Wow, do we have a lot to share in this month’s newsletter! The Coastal Centre has been very busy collaborating with environmental groups along our shoreline to protect your lake.
I had the opportunity to attend the Environmental Defense Gala in Toronto. We have had a planning workshop with the Ministry of Natural Resources and Forestry, met with Conservation Authorities, Healthy Lake Huron and the Bruce Peninsula Biosphere Association. We have made presentations to several of your municipal councils, have met with Pine River Watershed Initiative Network and the International Joint Commission. We are doing all this in an effort to link all environmental groups along our shore to create a cohesive effort to protect and improve the health of Lake Huron.
In addition to these collaborative activities, we have held three very successful Coastal Community Workshops in Bayfield, Sarnia and Sauble Beach. These sessions were held to collect information from property owners, government and conservation officials and the general public in connection with our Coastal Action Plan. We are making a difference for you!

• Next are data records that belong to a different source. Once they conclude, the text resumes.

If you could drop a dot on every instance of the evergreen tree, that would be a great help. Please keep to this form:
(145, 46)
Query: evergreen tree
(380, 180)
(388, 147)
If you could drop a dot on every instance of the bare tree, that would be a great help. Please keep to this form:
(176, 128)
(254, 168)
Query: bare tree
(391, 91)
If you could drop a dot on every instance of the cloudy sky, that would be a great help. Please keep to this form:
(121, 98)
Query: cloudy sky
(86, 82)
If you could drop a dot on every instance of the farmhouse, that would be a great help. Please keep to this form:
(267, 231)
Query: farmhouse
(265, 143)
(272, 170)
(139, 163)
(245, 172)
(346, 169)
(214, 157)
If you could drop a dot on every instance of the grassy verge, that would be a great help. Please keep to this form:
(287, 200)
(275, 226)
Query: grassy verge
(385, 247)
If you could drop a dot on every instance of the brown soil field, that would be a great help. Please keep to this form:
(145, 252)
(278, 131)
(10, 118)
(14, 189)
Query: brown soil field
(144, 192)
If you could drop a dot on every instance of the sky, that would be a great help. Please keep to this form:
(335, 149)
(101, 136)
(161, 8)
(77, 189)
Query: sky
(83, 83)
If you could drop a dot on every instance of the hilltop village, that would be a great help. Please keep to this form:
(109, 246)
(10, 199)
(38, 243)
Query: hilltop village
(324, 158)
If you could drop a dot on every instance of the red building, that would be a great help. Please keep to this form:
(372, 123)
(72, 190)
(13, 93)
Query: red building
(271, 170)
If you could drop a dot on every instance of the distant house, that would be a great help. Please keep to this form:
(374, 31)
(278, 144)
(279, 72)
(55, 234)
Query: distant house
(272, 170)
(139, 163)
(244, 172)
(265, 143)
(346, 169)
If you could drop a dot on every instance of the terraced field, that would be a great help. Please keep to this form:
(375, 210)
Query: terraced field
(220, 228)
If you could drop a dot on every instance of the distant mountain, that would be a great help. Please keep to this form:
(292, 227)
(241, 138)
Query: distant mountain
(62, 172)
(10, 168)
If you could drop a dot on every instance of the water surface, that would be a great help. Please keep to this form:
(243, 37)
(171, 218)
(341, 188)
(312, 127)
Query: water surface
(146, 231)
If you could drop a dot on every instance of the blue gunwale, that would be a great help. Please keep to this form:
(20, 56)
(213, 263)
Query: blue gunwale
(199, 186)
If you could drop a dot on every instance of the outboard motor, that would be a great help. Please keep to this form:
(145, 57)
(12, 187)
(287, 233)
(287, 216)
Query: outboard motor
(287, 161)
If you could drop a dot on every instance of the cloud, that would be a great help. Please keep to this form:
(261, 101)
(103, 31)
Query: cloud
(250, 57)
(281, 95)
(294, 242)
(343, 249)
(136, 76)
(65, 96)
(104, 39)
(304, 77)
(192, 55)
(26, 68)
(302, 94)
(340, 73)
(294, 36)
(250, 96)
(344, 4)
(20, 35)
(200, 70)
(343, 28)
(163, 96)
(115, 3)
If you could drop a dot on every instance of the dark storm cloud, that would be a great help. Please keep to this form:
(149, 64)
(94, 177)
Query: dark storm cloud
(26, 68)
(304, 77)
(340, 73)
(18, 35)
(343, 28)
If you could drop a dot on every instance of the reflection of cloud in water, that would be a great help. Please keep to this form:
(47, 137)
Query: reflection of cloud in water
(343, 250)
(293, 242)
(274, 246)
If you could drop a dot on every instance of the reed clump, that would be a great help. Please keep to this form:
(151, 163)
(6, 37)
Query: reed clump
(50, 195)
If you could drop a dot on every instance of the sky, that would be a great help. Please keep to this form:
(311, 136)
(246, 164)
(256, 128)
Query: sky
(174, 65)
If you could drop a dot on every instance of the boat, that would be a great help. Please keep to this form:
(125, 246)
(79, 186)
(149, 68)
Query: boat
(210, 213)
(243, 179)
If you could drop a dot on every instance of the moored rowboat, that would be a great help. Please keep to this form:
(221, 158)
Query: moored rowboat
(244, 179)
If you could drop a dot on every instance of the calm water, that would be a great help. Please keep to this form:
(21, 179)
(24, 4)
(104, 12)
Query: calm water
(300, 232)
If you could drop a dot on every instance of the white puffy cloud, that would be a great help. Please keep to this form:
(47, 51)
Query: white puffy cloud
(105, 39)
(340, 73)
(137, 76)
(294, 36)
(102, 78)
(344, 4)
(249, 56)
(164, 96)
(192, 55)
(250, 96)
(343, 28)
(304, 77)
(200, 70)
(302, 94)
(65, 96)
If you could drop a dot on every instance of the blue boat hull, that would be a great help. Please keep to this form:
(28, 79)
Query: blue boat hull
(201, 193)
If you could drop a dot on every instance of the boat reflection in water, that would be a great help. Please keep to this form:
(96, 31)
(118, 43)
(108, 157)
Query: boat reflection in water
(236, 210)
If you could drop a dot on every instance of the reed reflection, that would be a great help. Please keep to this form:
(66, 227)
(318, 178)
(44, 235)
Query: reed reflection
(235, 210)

As many of us have noticed, this year’s winter has been one of the tamest winters we have had in recent memory. The freeze-thaw extremes experienced over the past month have been unusual to say the least. Weather like this may be optimal for Maple Syrup production, but it is not so “sweet” for our lake and river systems or migratory species.

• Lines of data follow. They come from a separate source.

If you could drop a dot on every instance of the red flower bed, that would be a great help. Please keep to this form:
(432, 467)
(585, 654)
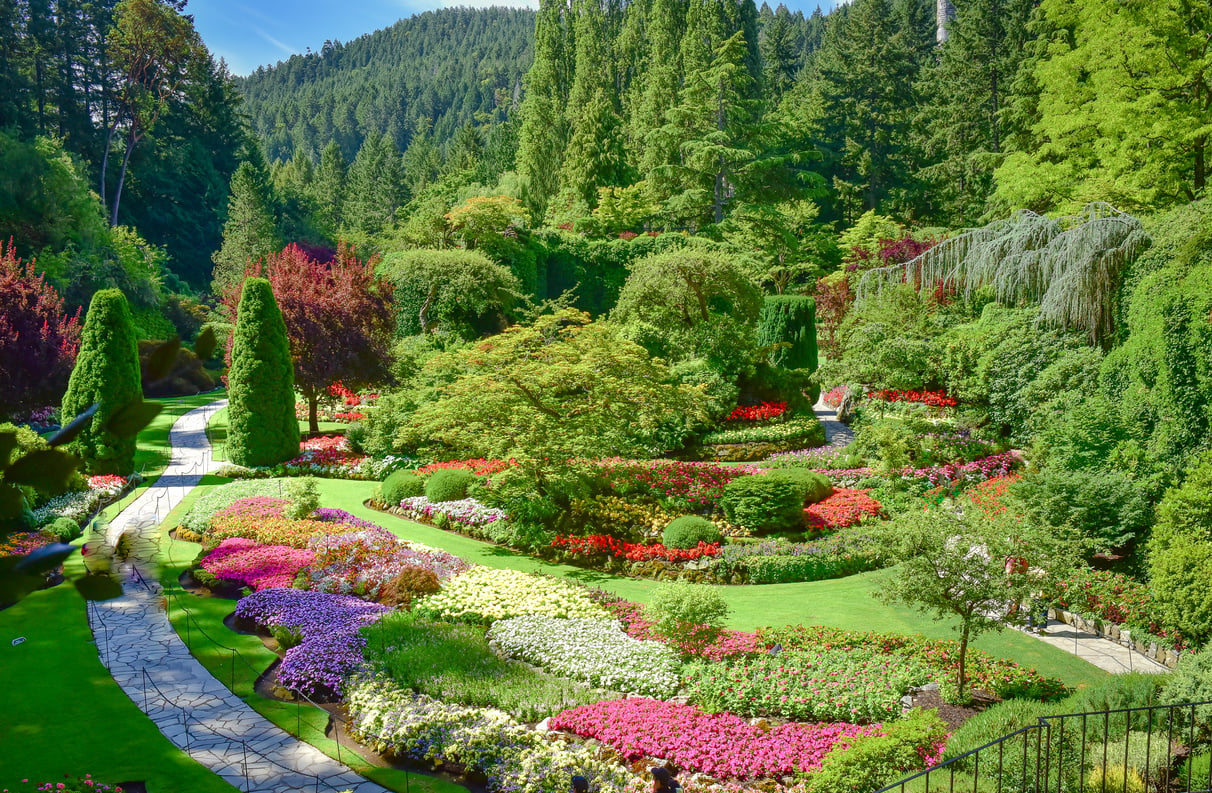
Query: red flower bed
(932, 398)
(764, 411)
(844, 508)
(610, 546)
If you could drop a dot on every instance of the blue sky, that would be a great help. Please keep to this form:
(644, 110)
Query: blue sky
(251, 33)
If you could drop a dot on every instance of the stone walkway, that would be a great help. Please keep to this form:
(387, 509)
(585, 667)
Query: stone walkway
(155, 668)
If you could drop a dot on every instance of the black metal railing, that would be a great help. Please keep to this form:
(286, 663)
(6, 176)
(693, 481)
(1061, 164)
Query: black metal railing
(1161, 748)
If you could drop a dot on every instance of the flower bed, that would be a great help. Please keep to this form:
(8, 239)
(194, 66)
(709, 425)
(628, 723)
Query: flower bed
(844, 507)
(595, 651)
(484, 594)
(809, 685)
(255, 565)
(514, 759)
(330, 648)
(716, 743)
(605, 545)
(1000, 677)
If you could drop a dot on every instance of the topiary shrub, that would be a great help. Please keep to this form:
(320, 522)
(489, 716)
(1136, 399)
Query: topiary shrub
(303, 496)
(412, 582)
(400, 485)
(812, 486)
(262, 428)
(690, 530)
(449, 484)
(762, 503)
(107, 372)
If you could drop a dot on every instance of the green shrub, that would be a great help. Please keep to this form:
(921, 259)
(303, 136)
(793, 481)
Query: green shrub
(262, 428)
(811, 485)
(107, 372)
(449, 484)
(762, 503)
(400, 485)
(304, 497)
(686, 614)
(875, 760)
(690, 530)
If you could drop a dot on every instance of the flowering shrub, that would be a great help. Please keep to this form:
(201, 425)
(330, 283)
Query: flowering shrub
(485, 594)
(467, 512)
(331, 646)
(514, 759)
(809, 685)
(930, 398)
(716, 743)
(361, 562)
(844, 508)
(805, 428)
(765, 411)
(599, 545)
(595, 651)
(1000, 677)
(253, 564)
(727, 643)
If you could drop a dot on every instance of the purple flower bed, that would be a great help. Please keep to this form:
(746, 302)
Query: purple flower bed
(331, 648)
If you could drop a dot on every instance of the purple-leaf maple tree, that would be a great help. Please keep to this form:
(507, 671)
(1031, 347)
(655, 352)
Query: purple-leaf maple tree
(338, 318)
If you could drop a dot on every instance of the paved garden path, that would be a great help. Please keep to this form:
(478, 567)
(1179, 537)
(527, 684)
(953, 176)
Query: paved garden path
(155, 668)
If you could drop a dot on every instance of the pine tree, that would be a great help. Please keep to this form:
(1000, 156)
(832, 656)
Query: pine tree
(107, 374)
(250, 232)
(262, 429)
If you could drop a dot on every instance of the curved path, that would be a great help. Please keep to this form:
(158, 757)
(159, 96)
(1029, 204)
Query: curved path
(155, 668)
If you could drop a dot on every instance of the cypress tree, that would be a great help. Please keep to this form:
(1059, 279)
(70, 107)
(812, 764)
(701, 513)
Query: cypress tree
(792, 319)
(262, 429)
(107, 372)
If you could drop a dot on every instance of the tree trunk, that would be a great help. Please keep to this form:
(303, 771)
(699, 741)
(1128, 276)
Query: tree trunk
(313, 411)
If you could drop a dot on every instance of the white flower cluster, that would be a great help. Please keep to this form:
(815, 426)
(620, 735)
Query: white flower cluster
(510, 756)
(486, 594)
(595, 651)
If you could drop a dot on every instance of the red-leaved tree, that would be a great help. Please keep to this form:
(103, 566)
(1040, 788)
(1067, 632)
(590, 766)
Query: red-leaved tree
(338, 318)
(39, 340)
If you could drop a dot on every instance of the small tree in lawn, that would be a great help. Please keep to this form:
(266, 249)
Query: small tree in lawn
(38, 338)
(338, 317)
(107, 374)
(955, 565)
(262, 429)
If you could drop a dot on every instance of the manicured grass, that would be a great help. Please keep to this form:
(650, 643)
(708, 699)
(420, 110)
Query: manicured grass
(216, 431)
(64, 714)
(844, 603)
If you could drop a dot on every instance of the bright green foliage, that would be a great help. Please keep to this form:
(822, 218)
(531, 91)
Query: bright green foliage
(764, 503)
(107, 372)
(400, 485)
(690, 530)
(449, 484)
(686, 614)
(303, 496)
(1099, 68)
(262, 428)
(789, 319)
(873, 760)
(812, 486)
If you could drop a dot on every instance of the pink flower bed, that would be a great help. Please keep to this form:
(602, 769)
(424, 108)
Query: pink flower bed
(256, 565)
(720, 745)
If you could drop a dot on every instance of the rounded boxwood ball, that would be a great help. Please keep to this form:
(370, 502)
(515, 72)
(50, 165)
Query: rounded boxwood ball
(400, 485)
(449, 484)
(813, 485)
(689, 530)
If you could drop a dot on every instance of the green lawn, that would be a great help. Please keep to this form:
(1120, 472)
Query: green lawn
(216, 431)
(842, 603)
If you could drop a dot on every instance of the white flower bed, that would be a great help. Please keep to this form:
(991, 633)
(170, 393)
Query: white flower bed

An example of the change of weather patterns is the recent arrival of the Tundra Swans in the Grand Bend (Wye Marsh) area. Locals say that seeing Tundra Swans this early is very unusual, as they typically don’t come through until early to mid-March. Other residents have voiced concerns about turtles and frogs emerging from hibernation too early during the “thaw” periods, because when “freeze” periods inevitably return they often get hit by cars or fall victim to predators.

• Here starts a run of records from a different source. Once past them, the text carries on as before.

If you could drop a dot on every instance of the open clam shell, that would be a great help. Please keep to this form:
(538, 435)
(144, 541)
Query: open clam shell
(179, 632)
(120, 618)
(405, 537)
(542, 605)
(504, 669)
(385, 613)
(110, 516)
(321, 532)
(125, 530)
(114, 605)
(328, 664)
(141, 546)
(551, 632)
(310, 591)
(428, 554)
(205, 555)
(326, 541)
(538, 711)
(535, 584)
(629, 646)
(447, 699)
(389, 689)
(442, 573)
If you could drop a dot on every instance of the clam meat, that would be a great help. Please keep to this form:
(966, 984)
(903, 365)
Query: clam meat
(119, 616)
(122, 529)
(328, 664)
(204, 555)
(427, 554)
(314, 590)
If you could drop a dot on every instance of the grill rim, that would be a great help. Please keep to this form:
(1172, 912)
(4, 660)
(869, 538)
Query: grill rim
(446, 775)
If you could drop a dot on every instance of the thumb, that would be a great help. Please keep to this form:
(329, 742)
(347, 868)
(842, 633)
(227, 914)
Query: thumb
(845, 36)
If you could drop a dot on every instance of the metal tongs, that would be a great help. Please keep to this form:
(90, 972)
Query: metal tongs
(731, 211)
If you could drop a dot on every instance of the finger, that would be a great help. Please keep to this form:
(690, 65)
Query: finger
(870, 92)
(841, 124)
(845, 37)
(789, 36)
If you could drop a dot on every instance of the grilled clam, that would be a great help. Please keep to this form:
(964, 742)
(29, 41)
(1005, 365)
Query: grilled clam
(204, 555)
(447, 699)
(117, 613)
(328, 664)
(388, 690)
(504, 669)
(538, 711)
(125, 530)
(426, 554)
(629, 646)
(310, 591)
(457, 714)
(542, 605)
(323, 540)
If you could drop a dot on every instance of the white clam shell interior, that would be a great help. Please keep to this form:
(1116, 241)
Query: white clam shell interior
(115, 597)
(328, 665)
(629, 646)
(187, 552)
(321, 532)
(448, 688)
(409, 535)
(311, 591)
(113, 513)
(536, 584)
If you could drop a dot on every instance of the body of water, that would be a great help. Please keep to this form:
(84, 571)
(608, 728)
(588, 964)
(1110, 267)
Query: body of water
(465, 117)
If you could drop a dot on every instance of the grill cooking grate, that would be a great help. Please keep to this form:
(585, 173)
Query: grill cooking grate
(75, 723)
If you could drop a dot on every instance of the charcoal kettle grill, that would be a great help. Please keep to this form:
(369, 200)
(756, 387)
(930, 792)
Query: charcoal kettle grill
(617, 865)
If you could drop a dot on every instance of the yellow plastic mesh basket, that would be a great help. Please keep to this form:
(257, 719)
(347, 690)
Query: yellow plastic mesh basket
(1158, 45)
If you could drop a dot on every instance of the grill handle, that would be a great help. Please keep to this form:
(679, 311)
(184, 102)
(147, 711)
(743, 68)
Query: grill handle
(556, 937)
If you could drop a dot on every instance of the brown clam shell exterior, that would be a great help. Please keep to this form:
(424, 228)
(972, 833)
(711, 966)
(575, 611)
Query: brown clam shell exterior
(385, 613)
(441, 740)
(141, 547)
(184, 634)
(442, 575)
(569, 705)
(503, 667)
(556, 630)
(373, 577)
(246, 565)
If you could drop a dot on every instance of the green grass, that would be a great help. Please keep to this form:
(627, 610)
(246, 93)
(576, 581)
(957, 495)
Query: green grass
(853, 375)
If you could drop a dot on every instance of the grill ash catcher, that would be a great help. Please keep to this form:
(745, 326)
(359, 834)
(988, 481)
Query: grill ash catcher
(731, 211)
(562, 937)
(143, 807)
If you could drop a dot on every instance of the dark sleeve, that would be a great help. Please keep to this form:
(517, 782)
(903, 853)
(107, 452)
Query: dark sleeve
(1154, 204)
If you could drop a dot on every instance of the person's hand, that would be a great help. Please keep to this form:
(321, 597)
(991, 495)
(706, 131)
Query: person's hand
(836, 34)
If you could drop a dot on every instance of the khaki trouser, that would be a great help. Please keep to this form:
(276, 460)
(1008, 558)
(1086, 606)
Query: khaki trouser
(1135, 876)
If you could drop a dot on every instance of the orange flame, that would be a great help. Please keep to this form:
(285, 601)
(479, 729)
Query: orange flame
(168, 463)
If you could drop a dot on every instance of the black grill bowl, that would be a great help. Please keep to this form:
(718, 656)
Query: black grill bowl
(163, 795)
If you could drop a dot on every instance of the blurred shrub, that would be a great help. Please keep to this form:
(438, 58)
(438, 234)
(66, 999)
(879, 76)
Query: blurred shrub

2017 will be another year where we wonder where our beach has gone! High water levels will be attributed to heavy precipitation events. The large amount of precipitation expected this month is concerning to some lakeshore and river-adjacent residents due to the inevitable high water levels. Heavy precipitation causes fast water movement across fields, roads and properties resulting in a loss of top soil and erosion, specifically in riverbanks and along shorelines. This fast movement of water, sediment and debris eventually makes its way to our lake and washes up on the beaches of Lake Huron. This debris often includes garbage and litter from roadsides and streets, posing a threat to wildlife and to our water infrastructure. Debris and organic matter become tangled, clogging culverts, drains and river outlets leading to small flooding incidents across roads posing a threat to human safety. A great way to get involved and reduce the amount of litter filtering into our river and lake would be to do a spring highway or roadside cleanup in your community.
We all love to go exploring outside, and it is important to be aware of children and pets playing around unstable banks and rivers during high water levels. Please take care and be safe this March when enjoying our lakeshore!